Мальчик смотрел на идущую колонну и рассеянно улыбался. Должно быть, голодный, подумал Отяпов. Но его опередил пулемётчик Гридников. Он перескочил через кювет и сунул мальцу кулёк. Что у него там было, неизвестно. Может, сахар да сало. Что им ещё выдавали перед маршем? По банке рыбных консервов и гороховый концентрат. Гридников – человек добрый, он всё отдаст.
А малец чем-то на Власика похож. Только, может, ростом поменьше.
Отяпов оглянулся. Но шедшие сзади уже закрыли обочину дороги, где старухи и малец разрубали убитую лошадь.
К вечеру вышли к деревне. Деревня целая, дома все стоят, не пожжены, не побиты снарядами.
За деревней шла стрельба. Пока палили из винтовок, да изредка дёргал морозный звонкий воздух наш «максим». Басовитый его грохот раскатисто стлался по вымерзшей лощине, где лежали несколько убитых. Чьи, пока непонятно.
Расположились за домами и сараями. Ротный сказал, что предстоит атаковать ту сторону лощины. Там засели немцы. Неужто, придётся лезть через лощину в лоб, без артподготовки?
Отяпов высунулся из-за угла, чтобы получше осмотреть местность, где им через минуту придётся умирать. Лощина неширокая, перескочить можно в один мах. Несколько стёжек протоптаны на ту сторону. По ним, должно быть, и бежали те, что лежат теперь, припорошенные снегом. Один лежал совсем близко, за колодцем. Отяпов присмотрелся: немец! «Так тебе и надо, чёртов сын», – подумал об убитом Отяпов.
Рядом шевелился Курносов. Он устраивался поближе к фундаменту.
– А ну-ка, подвинься, – сказал Отяпов и толкнул его валенком в бок. – Убери-ка свой лафет в сторонку.
И точно, вскоре и их очередь подошла.
Вначале «максим» прошёлся очередью по березняку и верхушке пологой горы на той стороне лощины. Было хорошо видно, как пули поднимали снежную пыль и секли по сучьям молодых деревьев. И тотчас оттуда ответил немецкий МГ. Несколько пуль шлёпнули по брёвнам их дома, звякнуло разбитое стекло.
Появился ротный. Начал смотреть в бинокль в сторону горки, откуда молотил немецкий пулемёт.
– Приготовиться! – крикнул он.
Но немцы поднялись раньше.
– Господи! Иисусе Христе! – выдохнул Отяпов и оглянулся на товарищей, прижавшихся к стене дома в ожидании своей участи.
Но тут захлопали миномёты, и лощину, противоположный склон с фигурками в грязных коротких комбинезонах, березняк и трупы немцев заволокло гарью и снежной пылью.
– Понеслась кривая в баню, – хохотнул Курносов и вытащил из-за пазухи сухарь.
Некоторые осколки на излёте добрасывало до самых дворов. Они шлёпались поодаль, прожигали затоптанный снег и исчезали, как нечистая сила.
Через несколько минут опять появился ротный. В руках у него был новенький ППШ. Он что-то кричал. И Отяпов понял, что надо выходить и бежать туда, по лощине в гору, где всё было расковеркано минами, и где гарь всё ещё оседала на седой испорченный снег.
Окопы немцы отрыть не успели. Сделали норки в снегу, снизу застелили еловым лапником. Пулемётчики утроились более основательно. Натаскали досок, выложили бруствер и присыпали снегом. Расчёт уйти не успел. Двое лежали прямо возле пулемёта и коробок с патронами. Третий поодаль. У третьего не было головы.
– Хорошо отработали миномётчики, – стиснув зубы, сказал ротный.
Они потоптались вокруг убитых пулемётчиков и пошли в сторону леса, куда продвигался весь батальон.

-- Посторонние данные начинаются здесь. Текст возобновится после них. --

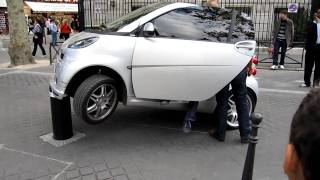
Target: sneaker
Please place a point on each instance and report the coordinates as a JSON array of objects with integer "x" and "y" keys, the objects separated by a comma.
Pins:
[
  {"x": 216, "y": 136},
  {"x": 273, "y": 67},
  {"x": 187, "y": 127},
  {"x": 244, "y": 140},
  {"x": 304, "y": 85}
]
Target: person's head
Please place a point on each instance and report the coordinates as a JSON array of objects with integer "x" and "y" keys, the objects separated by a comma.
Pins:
[
  {"x": 283, "y": 15},
  {"x": 302, "y": 157},
  {"x": 213, "y": 3}
]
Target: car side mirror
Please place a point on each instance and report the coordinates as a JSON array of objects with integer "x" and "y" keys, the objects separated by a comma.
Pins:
[{"x": 148, "y": 30}]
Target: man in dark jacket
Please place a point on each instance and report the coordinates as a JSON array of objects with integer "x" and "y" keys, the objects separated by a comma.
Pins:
[
  {"x": 312, "y": 52},
  {"x": 282, "y": 38}
]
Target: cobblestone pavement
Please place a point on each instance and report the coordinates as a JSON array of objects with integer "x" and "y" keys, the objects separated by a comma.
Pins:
[{"x": 137, "y": 143}]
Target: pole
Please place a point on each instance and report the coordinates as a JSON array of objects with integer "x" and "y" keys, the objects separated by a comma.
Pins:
[
  {"x": 247, "y": 173},
  {"x": 81, "y": 15},
  {"x": 61, "y": 118}
]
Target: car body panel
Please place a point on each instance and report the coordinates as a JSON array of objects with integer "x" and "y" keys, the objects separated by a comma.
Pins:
[
  {"x": 174, "y": 69},
  {"x": 195, "y": 77}
]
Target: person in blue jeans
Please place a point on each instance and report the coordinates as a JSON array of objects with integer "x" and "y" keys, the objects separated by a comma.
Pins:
[
  {"x": 54, "y": 31},
  {"x": 239, "y": 90}
]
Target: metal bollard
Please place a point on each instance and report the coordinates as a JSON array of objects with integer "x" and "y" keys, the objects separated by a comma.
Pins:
[
  {"x": 247, "y": 173},
  {"x": 61, "y": 118}
]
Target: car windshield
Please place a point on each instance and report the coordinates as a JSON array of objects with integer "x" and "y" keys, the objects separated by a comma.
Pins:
[{"x": 132, "y": 16}]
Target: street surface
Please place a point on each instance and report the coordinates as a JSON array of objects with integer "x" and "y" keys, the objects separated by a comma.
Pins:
[{"x": 137, "y": 143}]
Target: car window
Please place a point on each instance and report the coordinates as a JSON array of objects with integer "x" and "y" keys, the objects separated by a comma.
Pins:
[{"x": 201, "y": 23}]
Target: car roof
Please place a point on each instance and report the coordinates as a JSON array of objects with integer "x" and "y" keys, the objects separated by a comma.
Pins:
[{"x": 154, "y": 14}]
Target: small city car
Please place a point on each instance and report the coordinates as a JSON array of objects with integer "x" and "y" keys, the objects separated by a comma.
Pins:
[{"x": 163, "y": 55}]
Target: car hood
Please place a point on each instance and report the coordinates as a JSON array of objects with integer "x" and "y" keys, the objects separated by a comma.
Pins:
[{"x": 77, "y": 37}]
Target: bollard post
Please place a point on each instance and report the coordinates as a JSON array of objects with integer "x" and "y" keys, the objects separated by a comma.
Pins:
[
  {"x": 61, "y": 118},
  {"x": 247, "y": 173},
  {"x": 50, "y": 54}
]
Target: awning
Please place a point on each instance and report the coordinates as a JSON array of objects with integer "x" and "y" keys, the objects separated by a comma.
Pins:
[
  {"x": 3, "y": 3},
  {"x": 52, "y": 7}
]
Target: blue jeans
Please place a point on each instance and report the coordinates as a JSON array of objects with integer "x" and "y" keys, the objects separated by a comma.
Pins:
[
  {"x": 239, "y": 90},
  {"x": 53, "y": 38},
  {"x": 192, "y": 110},
  {"x": 277, "y": 45}
]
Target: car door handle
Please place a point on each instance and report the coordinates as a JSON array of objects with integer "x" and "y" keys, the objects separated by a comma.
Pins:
[{"x": 246, "y": 47}]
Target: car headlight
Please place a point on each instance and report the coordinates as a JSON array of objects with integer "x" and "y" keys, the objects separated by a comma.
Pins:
[{"x": 83, "y": 43}]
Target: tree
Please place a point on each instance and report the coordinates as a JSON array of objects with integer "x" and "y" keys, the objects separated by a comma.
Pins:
[{"x": 19, "y": 48}]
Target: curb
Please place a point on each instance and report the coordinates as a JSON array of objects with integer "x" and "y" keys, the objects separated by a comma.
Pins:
[{"x": 39, "y": 63}]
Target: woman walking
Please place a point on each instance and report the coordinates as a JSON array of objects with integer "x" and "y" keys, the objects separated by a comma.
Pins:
[
  {"x": 38, "y": 38},
  {"x": 65, "y": 30}
]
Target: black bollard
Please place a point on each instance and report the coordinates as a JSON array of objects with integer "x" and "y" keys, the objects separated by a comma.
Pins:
[
  {"x": 247, "y": 173},
  {"x": 61, "y": 118}
]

Возле леса были сложены раненые. Откуда они тут взялись, непонятно. Примчались санитарные сани, потом ещё двое. Начали грузить раненых. Отяпов помогал санитарам поднимать на сани раненых и всё смотрел в поле, не подъедет ли на своём сером коне Лидка. Но Лидки не было.

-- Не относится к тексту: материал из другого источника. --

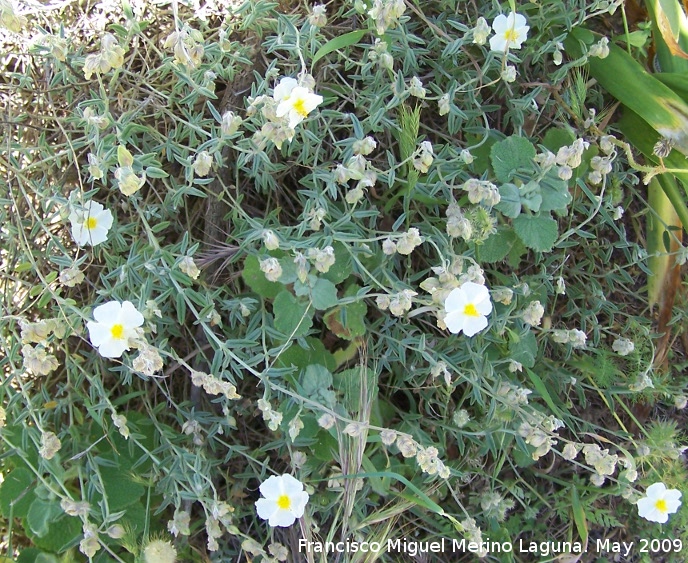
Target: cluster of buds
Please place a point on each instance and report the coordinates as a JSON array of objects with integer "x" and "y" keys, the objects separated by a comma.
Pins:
[
  {"x": 576, "y": 338},
  {"x": 398, "y": 304},
  {"x": 111, "y": 55},
  {"x": 358, "y": 168},
  {"x": 187, "y": 45},
  {"x": 458, "y": 225},
  {"x": 567, "y": 158},
  {"x": 424, "y": 157},
  {"x": 482, "y": 191},
  {"x": 405, "y": 243},
  {"x": 214, "y": 385},
  {"x": 323, "y": 259},
  {"x": 540, "y": 434},
  {"x": 386, "y": 13}
]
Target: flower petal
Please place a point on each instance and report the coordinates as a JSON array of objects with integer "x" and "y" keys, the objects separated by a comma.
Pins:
[{"x": 107, "y": 313}]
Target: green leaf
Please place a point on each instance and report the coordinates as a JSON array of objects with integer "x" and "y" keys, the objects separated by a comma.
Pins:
[
  {"x": 61, "y": 535},
  {"x": 523, "y": 349},
  {"x": 510, "y": 155},
  {"x": 255, "y": 279},
  {"x": 316, "y": 383},
  {"x": 555, "y": 193},
  {"x": 579, "y": 515},
  {"x": 348, "y": 321},
  {"x": 291, "y": 316},
  {"x": 41, "y": 514},
  {"x": 341, "y": 269},
  {"x": 541, "y": 388},
  {"x": 509, "y": 200},
  {"x": 120, "y": 489},
  {"x": 17, "y": 493},
  {"x": 531, "y": 196},
  {"x": 301, "y": 357},
  {"x": 324, "y": 295},
  {"x": 554, "y": 139},
  {"x": 339, "y": 42},
  {"x": 536, "y": 231},
  {"x": 497, "y": 245}
]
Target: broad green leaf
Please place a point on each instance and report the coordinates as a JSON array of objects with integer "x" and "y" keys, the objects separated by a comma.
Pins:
[
  {"x": 348, "y": 321},
  {"x": 291, "y": 316},
  {"x": 555, "y": 193},
  {"x": 339, "y": 42},
  {"x": 556, "y": 138},
  {"x": 297, "y": 356},
  {"x": 120, "y": 489},
  {"x": 62, "y": 534},
  {"x": 255, "y": 279},
  {"x": 17, "y": 493},
  {"x": 537, "y": 232},
  {"x": 41, "y": 514},
  {"x": 510, "y": 155},
  {"x": 531, "y": 197},
  {"x": 523, "y": 349},
  {"x": 509, "y": 200},
  {"x": 541, "y": 388},
  {"x": 316, "y": 383},
  {"x": 497, "y": 245},
  {"x": 341, "y": 269},
  {"x": 324, "y": 295}
]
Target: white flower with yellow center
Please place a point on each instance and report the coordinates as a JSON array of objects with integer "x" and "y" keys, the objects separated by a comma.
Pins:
[
  {"x": 284, "y": 502},
  {"x": 293, "y": 101},
  {"x": 467, "y": 308},
  {"x": 510, "y": 32},
  {"x": 115, "y": 323},
  {"x": 90, "y": 223},
  {"x": 658, "y": 503}
]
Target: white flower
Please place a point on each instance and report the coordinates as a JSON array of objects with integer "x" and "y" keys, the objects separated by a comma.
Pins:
[
  {"x": 202, "y": 163},
  {"x": 658, "y": 503},
  {"x": 50, "y": 445},
  {"x": 284, "y": 502},
  {"x": 467, "y": 308},
  {"x": 230, "y": 123},
  {"x": 424, "y": 158},
  {"x": 188, "y": 266},
  {"x": 90, "y": 223},
  {"x": 293, "y": 101},
  {"x": 481, "y": 31},
  {"x": 510, "y": 32},
  {"x": 509, "y": 73},
  {"x": 318, "y": 17},
  {"x": 159, "y": 551},
  {"x": 416, "y": 88},
  {"x": 270, "y": 239},
  {"x": 115, "y": 324},
  {"x": 623, "y": 346},
  {"x": 271, "y": 268}
]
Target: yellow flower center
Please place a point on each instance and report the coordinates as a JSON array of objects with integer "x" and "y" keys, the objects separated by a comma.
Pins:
[
  {"x": 117, "y": 331},
  {"x": 510, "y": 34},
  {"x": 300, "y": 107},
  {"x": 284, "y": 502},
  {"x": 470, "y": 310}
]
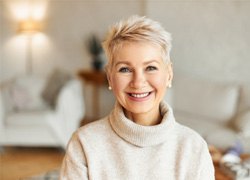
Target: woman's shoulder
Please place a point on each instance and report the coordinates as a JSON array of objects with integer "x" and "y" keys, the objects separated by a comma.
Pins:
[
  {"x": 97, "y": 126},
  {"x": 187, "y": 134}
]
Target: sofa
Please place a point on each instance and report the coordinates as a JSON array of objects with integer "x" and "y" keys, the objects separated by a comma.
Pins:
[
  {"x": 40, "y": 111},
  {"x": 218, "y": 111}
]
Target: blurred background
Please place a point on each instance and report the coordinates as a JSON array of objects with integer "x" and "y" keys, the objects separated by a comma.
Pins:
[{"x": 48, "y": 42}]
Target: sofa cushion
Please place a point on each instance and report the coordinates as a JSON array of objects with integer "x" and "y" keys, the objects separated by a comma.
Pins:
[
  {"x": 211, "y": 100},
  {"x": 28, "y": 118}
]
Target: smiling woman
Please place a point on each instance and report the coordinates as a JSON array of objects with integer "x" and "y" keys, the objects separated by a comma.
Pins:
[{"x": 140, "y": 138}]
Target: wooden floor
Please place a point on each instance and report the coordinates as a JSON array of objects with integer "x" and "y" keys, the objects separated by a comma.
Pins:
[{"x": 18, "y": 163}]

Зато появился капитан Титков. Его Отяпов узнал сразу. На белой лошади. Бравый. В хорошо подогнанном полушубке и белой кубанке с красным верхом и золотым галуном. Прямо орёл степной, казак лихой. Встретились глазами. Отяпов отвернулся. Узнал ли его капитан Титков? Должно быть, узнал. Не такой уж он и пьяный был тогда, на Рессете, чтобы не помнить бойца, который хотел скинуть его с повозки.